I can remember the seasons of winter when I clung onto God out of desperation– those days of struggling with anorexia; then the days when I was single and lonely and sleeping more hours than was healthy; and of course the day David’s mother died and the many tearful days after that. I can remember the seasons of spring when I sang exuberant praises to God– those hopeful, wonderful, anxious days of dating and romance; of being engaged and planning a wedding; the first morning making pancakes as newlyweds; the slow-bubbling excitement and anticipation of our firstborn.
And what season am I in now? I suppose it’s like the dog days of summer, when your brain is fried from the heat and the sun’s glare is dimming your senses into a daze, when the days are slow and long and sweaty. Such are the times when it’s most difficult to remember. It’s a time when your passion and zeal for God wilt like spring flowers under the summer sun. When the Bible sits unopened, when your prayers feel dry and sterile, when you’re just going through the motions of life and faith.

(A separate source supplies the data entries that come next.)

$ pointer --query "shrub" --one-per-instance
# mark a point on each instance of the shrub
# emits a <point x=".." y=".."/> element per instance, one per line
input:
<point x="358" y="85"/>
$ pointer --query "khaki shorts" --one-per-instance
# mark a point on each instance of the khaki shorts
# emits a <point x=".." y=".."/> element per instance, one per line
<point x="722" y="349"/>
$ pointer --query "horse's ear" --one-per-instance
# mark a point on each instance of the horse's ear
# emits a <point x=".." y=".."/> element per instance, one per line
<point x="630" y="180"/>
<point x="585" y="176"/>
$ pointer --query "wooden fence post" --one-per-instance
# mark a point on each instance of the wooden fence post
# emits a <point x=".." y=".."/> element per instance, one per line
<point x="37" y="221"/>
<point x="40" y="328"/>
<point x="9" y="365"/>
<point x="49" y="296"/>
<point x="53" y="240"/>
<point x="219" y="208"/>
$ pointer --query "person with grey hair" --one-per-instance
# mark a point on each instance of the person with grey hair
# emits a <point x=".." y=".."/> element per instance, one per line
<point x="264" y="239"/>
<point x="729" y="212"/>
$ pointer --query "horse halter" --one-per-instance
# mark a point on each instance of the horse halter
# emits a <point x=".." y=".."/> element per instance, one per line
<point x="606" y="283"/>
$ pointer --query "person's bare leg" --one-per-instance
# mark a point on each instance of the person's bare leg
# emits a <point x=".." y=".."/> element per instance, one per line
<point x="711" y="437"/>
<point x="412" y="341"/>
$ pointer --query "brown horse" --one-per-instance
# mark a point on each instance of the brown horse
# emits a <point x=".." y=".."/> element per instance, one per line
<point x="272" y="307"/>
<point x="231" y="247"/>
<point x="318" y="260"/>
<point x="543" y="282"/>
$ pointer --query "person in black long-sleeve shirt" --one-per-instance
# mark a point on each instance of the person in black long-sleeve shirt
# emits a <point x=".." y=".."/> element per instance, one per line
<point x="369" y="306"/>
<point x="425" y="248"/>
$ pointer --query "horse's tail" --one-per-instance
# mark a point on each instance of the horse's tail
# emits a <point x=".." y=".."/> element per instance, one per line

Of course, there are legit reasons for feeling that spiritual lethargy. Motherhood has its sweet blooms of joy, but it’s also– at least for me– like swaying through a fog. My mind has not felt clear and crisp since…I can’t remember. My body is not my own, my time is not my own, my attention is not my own. I am constantly distracted and scattered like Tov’s things all over the living room.
So it was a jarring memory to sing “Satisfied in You” while jiggling our fussy child in my bedroom. And I remembered. Every season, whether sunny or stormy, I can remember God was present. I can remember that He was faithful. I can remember that “God has made everything beautiful in its time” as Ecclesiastes declares, and as He has demonstrated to me, time and time again.
That season when I left the hospital as an anorexic high school senior was in its own way beautiful. It watered seeds with bitter tears that bore the sweetest fruits. That season when I left the hospital holding a sleepy, two-day-old Tov was beautiful. This new human life, even with a scrunchy frowny tantrummy face, is so beautiful beyond words.
And today, drab as it seems, mundane as the hours are, tired and numb as I am, is beautiful. Today, I remember all the other seasons God walked me through, and I remember His grace and His face. So today I rest. Today, I am satisfied in Him.
Oh this is a beautiful post. We have fought similar battles.
Thank you for posting; that song hit home today.